Run the script to load the first table, if it works, promote the EXIT SCRIPT tab, and load the next table.

If the load fails or you have synthetic keys, fix the issues before loading the next table and debugging will be much simpler.

I find moving an EXIT SCRIPT tab through the script tab  by tab invaluable when testing.

Fix the errors early on and they do not propagate through the model.

Use FIRST N  to limit data.

If a global Limited Load from debug does not load valid data for testing you can use a FIRST command to limit the rows from a large table for testing. This has to prefix each load you want to limit. The number is an integer with no thousand separator  e.g. FIRST 10000

REMEMBER TO REMOVE ANY FIRST N COMMANDS WHEN TESTING IS FINISHED - USE SEARCH & REPLACE!

Avoid using Joins

I see you have some joins of tables that only have a few columns - I would not use a join but would use a mapping load even if it needs 5 or 6 mapping tables to get the result as this is faster than using joins.

For example this join could be done using 2 mapping tables Material_2_MUG_Desc  & Material_2_Mat_Desc

     LEFT JOIN(TEMP_CustomFLWithOutTPData)

     LOAD Material,

          [MUG Description] AS CFLMUGDescription,

          [Material Description] AS CFLMaterialDescription

     RESIDENt TABLE_PDM;

For more details see this post  Don't join - use Applymap instead

Try using QVDs instead of RESIDENT load

It may be worth testing using QVDs instead of resident tables.

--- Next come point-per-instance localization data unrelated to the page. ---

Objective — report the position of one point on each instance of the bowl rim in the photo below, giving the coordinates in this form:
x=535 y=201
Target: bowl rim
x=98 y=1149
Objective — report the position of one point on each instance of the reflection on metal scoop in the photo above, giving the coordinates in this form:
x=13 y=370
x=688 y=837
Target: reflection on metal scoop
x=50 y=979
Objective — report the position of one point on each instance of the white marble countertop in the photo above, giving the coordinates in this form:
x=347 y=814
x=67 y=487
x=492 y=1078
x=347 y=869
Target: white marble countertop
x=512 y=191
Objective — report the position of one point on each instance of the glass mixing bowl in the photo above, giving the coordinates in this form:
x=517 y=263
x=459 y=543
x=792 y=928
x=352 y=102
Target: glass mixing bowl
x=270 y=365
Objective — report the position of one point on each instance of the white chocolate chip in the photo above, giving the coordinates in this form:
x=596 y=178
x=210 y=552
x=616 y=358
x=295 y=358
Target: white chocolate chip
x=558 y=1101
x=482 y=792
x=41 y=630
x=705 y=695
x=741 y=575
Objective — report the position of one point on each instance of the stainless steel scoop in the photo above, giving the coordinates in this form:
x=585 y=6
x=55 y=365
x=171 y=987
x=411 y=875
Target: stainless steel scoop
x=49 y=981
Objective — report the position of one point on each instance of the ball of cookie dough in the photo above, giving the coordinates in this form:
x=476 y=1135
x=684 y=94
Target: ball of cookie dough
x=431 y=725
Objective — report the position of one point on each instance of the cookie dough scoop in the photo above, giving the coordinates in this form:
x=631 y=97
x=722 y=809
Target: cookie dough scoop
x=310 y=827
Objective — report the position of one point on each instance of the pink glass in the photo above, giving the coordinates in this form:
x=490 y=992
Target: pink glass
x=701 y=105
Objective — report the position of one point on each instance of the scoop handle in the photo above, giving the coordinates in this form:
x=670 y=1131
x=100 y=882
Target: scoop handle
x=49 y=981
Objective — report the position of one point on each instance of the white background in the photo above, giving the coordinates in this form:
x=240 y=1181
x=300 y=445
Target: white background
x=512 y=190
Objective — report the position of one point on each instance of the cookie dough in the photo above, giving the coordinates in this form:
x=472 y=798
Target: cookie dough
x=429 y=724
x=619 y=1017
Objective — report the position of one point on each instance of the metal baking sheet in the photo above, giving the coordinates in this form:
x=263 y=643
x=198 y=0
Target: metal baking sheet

I have found in some cases it is faster to store a table to QVD, drop the original table and reload the QVD compared to using RESIDENT.

Finally read the Best Practices for Data Modelling that has been posted earlier in this thread.

Not applicable
Author

To all ,

I have a big doubt regarding the QVW size before and after editing script for loading some more qvds. Actual size of my qvw was 191 mb and after adding load statements for some more qvds made the qvw file size to 306 mb. But the load was not completed successfully at all. How does this size change occurred ?

-James

Not applicable
Author

Colin Albert / Ruben Marin ,

Any idea about this size change ?

rubenmarin

If the load wasn't completed I don't have a clue about size change. The last modified date coincides with that failed load? some scheduled task overwriting the file?

Is the ErrorMode set to 0? this will ignore errors on reload.

Colin-Albert

If the reload fails, then the QVW will not be overwritten and the file should remain as-is before the reload started.

I do not know why you are seeing a change in file size.

When the reload was not successfull, did the task indicate as failed with a red X in the status window or was the task showing as successful in the task history?